I have a huge dataset, I am using mongoose schemas, and each data element looks like this:
{
field1: “>HWI-ST700660_96:2:1101:1455:2154#5@0/1”:
field2: “GAA…..GAATG”
}
Source: Reading an FASTA file
As you can see, the individual elements are simple and small, but they are huge in number! Together, they will exceed 200MB.
The problem is: I cannot save it to mongo since it is too big (> 200MB).
I have found GridFs, nonetheless,
All the materials I have found so far talks about image and videos uploads;
They do not say how I could still use the mongoose schema capability;
The examples I have seen so far does not save the data into paths defined by the user, like we do with mongoose.
In the simplest scenario: how can I save a JSON file using GridFS, or any similar solution as I do with small JSON files. What are the pros and cons of this approach compared to other approaches, if any? Do you consider my approach valid? I mean, the one I have mentioned here, using a tree of JSON files and populate
later, it works!
As an example of saving a JSON file using mongoose:
Model.create([
{
field1: “>HWI-ST700660_96:2:1101:1455:2154#5@0/1”:
field2: “GAA…..GAATG”
},
{
field1: “>HWI-ST700660_96:2:1101:1455:2154#5@0/1”:
field2: “GAA…..GAATG”
}]);
Here I have just saved a two-element JSON file, I cannot do that with a huge one, I need to break into smaller pieces (chunks of say 1%), and create the tree just mentioned, at least that was my solution.
I am afraid I may be reinventing the wheels. I could save those files independently, and it works, but I need to keep them correlated, because they belong to the same file, like the smaller chunks of an image belongs to the same image.
I am afraid I may be reinventing the wheels.
Current solution
This is my current solution, using my own insights! See that I am mentioning here just for curiosity, it does not use GridFS, as so, I am still opened for suggestions using GridFS. It is using just JSON files, and breaking the document into smaller ones, in a level like hierarchy. It is a tree, and I just want the leaves in the solution.
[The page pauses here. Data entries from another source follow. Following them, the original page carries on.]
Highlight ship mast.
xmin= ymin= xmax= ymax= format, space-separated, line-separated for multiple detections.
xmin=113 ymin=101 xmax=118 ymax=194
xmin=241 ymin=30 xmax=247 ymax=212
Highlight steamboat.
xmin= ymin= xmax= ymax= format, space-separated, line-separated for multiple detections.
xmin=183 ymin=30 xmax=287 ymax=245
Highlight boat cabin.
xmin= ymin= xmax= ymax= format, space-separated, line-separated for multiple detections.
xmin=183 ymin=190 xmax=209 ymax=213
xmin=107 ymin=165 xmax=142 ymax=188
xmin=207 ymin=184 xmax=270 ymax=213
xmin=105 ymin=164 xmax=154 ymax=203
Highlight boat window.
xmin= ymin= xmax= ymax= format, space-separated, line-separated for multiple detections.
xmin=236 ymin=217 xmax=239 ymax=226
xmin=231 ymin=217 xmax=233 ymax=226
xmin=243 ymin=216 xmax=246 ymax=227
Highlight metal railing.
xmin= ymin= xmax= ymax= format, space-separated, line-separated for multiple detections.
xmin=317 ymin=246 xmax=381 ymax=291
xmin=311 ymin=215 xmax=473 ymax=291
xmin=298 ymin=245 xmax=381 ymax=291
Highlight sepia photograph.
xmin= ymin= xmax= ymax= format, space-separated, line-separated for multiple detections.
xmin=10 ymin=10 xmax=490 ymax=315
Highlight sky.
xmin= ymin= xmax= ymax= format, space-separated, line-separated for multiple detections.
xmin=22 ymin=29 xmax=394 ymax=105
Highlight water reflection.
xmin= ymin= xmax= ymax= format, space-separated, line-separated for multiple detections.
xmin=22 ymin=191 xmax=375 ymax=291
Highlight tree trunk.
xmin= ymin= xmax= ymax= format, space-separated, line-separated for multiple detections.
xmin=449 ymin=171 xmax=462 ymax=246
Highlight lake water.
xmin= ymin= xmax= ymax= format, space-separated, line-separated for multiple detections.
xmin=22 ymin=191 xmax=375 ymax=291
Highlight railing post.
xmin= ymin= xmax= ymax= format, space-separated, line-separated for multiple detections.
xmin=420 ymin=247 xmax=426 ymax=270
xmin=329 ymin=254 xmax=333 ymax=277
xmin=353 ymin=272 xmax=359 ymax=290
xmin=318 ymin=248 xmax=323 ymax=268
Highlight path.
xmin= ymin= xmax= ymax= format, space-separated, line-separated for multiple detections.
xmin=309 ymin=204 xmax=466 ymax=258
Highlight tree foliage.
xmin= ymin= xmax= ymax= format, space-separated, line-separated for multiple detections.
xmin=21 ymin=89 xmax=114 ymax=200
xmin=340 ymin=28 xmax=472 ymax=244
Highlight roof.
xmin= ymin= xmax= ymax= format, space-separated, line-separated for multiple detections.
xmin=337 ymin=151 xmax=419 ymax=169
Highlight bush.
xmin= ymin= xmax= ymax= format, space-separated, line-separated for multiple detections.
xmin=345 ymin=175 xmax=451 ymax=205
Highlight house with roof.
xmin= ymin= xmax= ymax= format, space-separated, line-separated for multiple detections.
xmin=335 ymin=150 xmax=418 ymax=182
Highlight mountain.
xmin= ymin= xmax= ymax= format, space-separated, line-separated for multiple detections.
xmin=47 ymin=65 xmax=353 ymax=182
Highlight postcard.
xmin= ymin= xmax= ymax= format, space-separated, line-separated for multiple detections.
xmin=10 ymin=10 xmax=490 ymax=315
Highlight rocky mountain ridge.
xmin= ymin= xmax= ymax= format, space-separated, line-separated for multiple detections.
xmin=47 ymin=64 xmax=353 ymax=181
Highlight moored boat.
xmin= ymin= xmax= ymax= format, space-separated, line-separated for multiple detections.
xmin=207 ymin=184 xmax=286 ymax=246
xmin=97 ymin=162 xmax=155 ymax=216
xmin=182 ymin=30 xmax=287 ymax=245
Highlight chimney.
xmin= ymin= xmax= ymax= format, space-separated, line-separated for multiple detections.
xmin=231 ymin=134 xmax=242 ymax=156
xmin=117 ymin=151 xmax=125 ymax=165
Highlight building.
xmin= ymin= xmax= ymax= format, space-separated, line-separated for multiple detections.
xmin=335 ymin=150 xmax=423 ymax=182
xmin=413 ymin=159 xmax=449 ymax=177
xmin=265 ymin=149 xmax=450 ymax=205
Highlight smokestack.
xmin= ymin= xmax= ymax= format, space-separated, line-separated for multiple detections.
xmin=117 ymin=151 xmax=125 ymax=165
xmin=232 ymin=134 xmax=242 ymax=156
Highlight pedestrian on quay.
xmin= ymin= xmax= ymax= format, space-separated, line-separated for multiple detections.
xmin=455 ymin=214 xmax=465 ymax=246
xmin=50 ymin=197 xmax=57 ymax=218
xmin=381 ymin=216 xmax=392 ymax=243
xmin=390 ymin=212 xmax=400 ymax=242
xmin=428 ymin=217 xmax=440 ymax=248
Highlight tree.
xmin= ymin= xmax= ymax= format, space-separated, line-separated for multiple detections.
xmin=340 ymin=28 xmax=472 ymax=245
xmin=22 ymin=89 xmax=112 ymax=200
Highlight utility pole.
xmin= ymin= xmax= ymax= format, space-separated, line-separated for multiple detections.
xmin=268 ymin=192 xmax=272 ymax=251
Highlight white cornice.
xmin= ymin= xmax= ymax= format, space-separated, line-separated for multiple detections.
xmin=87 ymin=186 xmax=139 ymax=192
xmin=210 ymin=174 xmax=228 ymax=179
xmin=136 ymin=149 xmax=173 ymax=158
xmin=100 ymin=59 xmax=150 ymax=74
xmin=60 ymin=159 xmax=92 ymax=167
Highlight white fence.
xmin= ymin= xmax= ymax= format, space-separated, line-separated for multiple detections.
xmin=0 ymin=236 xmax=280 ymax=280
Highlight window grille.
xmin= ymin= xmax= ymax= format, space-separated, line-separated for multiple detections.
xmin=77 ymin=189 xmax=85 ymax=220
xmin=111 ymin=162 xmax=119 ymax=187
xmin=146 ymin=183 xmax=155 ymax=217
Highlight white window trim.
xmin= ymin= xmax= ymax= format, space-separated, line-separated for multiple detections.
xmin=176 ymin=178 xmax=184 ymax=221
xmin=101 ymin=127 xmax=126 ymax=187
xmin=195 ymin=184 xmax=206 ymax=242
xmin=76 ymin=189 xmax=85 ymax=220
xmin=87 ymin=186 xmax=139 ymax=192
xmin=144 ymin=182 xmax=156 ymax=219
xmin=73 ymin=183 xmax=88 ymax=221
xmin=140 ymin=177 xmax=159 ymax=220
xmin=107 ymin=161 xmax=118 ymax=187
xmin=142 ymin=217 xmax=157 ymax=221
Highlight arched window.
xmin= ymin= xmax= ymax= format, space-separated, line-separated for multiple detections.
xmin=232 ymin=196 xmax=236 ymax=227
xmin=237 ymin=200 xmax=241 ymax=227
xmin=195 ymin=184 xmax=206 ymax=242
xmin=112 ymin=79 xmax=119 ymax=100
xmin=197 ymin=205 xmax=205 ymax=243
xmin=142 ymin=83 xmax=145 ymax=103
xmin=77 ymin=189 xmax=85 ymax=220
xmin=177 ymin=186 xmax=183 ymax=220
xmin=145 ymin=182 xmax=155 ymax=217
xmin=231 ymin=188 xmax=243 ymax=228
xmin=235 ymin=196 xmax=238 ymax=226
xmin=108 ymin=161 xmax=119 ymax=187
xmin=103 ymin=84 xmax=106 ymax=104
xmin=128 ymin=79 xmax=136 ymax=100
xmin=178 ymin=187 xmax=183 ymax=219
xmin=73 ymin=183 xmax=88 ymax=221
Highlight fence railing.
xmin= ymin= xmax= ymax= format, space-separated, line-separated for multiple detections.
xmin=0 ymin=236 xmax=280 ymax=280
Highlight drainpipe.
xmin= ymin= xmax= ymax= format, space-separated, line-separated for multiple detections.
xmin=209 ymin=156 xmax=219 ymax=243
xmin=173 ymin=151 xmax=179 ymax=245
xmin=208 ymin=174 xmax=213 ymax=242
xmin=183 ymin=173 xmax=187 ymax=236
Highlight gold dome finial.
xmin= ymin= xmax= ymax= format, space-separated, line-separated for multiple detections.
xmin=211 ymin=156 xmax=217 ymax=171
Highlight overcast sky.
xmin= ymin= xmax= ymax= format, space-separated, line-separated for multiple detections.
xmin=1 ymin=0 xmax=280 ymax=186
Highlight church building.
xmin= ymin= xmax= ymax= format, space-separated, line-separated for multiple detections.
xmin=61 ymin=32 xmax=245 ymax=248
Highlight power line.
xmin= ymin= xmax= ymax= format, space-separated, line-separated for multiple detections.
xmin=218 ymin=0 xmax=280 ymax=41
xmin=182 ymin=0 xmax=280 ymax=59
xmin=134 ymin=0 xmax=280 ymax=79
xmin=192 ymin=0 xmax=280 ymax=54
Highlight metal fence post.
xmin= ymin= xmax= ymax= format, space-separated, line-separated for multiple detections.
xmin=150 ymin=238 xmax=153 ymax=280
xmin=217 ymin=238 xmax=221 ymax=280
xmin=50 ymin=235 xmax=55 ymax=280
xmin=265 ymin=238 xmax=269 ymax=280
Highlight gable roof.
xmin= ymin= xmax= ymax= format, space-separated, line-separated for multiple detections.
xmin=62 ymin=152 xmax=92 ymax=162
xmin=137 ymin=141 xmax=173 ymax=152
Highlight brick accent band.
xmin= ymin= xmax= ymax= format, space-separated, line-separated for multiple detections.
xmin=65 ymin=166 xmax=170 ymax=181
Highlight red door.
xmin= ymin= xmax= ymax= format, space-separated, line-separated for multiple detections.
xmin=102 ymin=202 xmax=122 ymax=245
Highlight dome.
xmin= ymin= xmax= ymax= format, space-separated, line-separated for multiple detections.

I have solved the problem using this diagram, nonetheless, I want, for learning purposes, see if it is possible to do the same using GridFS.
Discussion
My first approach was to keep them as subdoc: it failed! then I have tried to keep just their ids, their ids correspend to 35% of the whole chunk, and it is bigger than 16MB: failed! then I have decided to create a dummy document, just to keep the ids, and stores just the id of the dummy documents: successes!